Diane Rukab already had a background in Downtown dining after growing up in the business. Her parents owned and operated a sandwich shop in EverBank Center when it was called the BellSouth Building and another 1980s eatery, “The Oasis,” which was a breakfast and lunch landmark near Hemming Plaza.

Marriage and three children took Rukab out of the business for the 10 years she devoted to being a stay-at-home mom, she said.

Eventually, she wanted to return to the business world. Rukab taught at a preschool and then worked at a mortgage office before making the decision to get back into the restaurant business.

She scouted locations Downtown for two years before leasing space along West Adams Street in the Ed Ball Building. Rukab said at the time the location appealed to her because it was inside a city office building and just a few blocks from the construction site of the new Duval County Courthouse.

Business started growing as soon as the door to the coffee shop opened. Rukab said with so many people working in the building, she sees many of the same faces at breakfast and lunch.

When the new courthouse opened, business didn’t increase as much as she thought it might.

“It’s very close to the shop, but most people only have half an hour for lunch.
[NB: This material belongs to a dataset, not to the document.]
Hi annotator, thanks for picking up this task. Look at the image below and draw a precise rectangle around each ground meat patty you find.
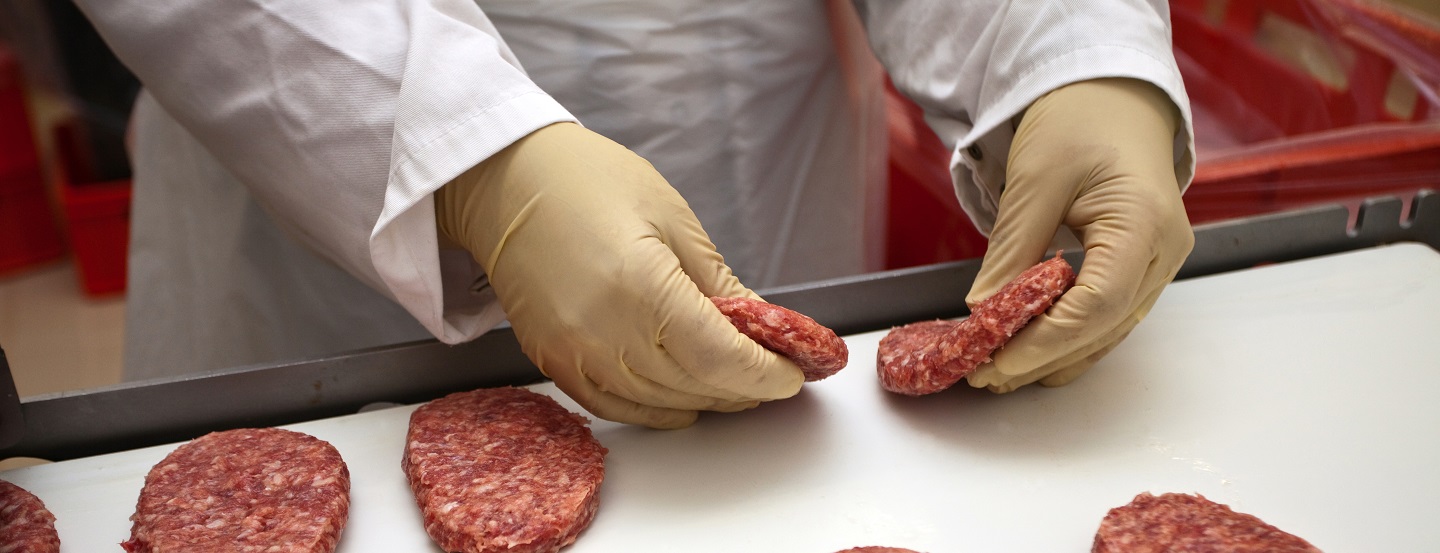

The courthouse is so big, it takes 15 minutes to get out of the building, so by the time they get here, their break is over,” Rukab said.

Between regular customers in the Ed Ball Building and nearby offices and the increased business that came from EverBank moving Downtown, business at The Brick has steadily grown.

When she opened the restaurant, Rukab experimented with the lunch menu, offering different daily specials to figure out what appealed most to her customers.

In the past six years, she said, more than 10 menu items have become popular enough to be featured regularly, so the daily lunch special is on a two-week rotation.

On Friday, the lunch special was a potato-crusted fish sandwich.

“We’ll be offering a meatless dish on Fridays for the Lenten season,” Rukab said.

Often when a restaurant concept succeeds, the next step is to open a second location. Rukab said that might be a possibility, but not until her children graduate from high school in a few years.

“They could work their way through college at The Brick II,” she said.

It’s possible the family trait for urban core food service and hospitality might be passed to the next generation.

“When it’s in your blood, it’s in your blood,” Rukab said.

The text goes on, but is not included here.